Lisa Paus
DIE GRÜNEN

Frage an Lisa Paus von Znevr Jrvffyre bezüglich Finanzen

03. Mai 2017 - 11:05

Sehr geehrter Frau Paus,

gibt es im Finanzausschuss für Sie wirklich kein drängenderes, wichtigeres Thema, als sich über Formulierungen in der Einkommensteuer-Erklärung? Gerade die Einkommensteuer bietet so viele Schwachstellen, an denen dringend gearbeitet werden müsste! Und Sie beschäftigen sich mit der geschlechtergerechten Ehegatten-Neutralität in Bezug auf das Layout??

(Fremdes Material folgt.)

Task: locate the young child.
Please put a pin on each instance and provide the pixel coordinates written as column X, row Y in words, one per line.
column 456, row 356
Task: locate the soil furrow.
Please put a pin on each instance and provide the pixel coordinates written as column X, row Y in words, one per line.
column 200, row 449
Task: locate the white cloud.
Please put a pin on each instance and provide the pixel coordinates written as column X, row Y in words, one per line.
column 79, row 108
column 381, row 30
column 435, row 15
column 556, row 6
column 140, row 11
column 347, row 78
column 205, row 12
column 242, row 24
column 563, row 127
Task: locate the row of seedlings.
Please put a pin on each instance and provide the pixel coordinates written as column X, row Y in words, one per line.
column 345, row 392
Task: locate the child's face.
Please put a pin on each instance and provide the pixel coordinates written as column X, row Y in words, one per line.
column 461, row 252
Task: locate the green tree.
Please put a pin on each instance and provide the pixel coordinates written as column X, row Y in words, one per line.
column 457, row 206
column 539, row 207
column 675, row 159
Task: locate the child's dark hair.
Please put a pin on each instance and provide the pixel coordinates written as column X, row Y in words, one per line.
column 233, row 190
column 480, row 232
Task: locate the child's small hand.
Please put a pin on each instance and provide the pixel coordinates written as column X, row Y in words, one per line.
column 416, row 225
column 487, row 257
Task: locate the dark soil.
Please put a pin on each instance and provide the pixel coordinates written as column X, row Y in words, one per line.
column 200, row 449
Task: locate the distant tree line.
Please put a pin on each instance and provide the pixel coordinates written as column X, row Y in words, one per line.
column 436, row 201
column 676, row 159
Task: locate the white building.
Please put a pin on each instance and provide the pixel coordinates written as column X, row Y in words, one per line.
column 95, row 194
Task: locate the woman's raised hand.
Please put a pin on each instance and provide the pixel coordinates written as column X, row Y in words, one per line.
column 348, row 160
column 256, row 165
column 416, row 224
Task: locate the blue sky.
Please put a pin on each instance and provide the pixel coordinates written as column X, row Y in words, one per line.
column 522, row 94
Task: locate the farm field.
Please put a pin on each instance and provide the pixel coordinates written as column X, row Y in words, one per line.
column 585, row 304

Ich möchte nicht über die Sinnhaftigkeit oder Notwendigkeit dieser Anpassung diskutieren, aber die Frage ob sie sich bei der Setzung ihrer Prioritäten sicher sind, interessiert mich schon sehr.

Mit besten Grüßen
M.Weissler

Frage von Znevr Jrvffyre
Antwort von Lisa Paus
15. Mai 2017 - 15:05
Zeit bis zur Antwort: 1 Woche 5 Tage

Es geht um Gleichberechtigung in der Realität http://www.spiegel.de/forum/wirtschaft/geschlechtergerechtigkeit-gruene-fordern-gleichstellung-bei-steuerformularen-thread-597598-13.html#postbit_54487994

Die Formulare sind sicher nicht das drängendste Problem bei der Steuergerechtigkeit, aber nach etlichen Jahren Vorlauf könnte das auch das Finanzministerium auf die Reihe bekommen. Denn in der Realität gibt es immer mehr Lebenspartnerschaften, die sich in diese Bögen überhaupt nicht korrekt eintragen können. Mehr als um steuerliche Gleichberechtigung auf dem Papier geht es uns Grünen um die steuerliche Gleichberechtigung in der Realität. Das heißt wegzukommen, von einer Familienförderung über das Ehegattensplitting hin zu einer Familienförderung, die alle Kinder in allen Familien erreicht. Genau das schlägt das Familienbudget im grünen Wahlprogramm jetzt vor: 12 Milliarden mehr für Familien, vor allem für die mit geringem bis mittlerem Einkommen. Das soll für Neuehen, für Unverheiratete und Alleinstehende gelten. Schon Verheiratete können beim Ehegattensplitting bleiben oder freiwillig ins Familienbudget wechseln - was sich für die Allermeisten lohnen würde. Mit dem Familienbudget wäre auch der Wechsel zur Individualbesteuerung verbunden. Das wäre gerade für die allermeisten Frauen sehr sinnvoll - wie das Deutsche Institut für Wirtschaft gerade in einer Studie wieder belegt hat. Das Ehegattensplitting ist mit Schuld an der Altersarmut von Frauen und an Kinderarmut. Es geht also nicht nur um Symbolpolitik, sondern darum, wirklich etwas an gravierenden Ungerechtigkeiten in unserem Land zu ändern.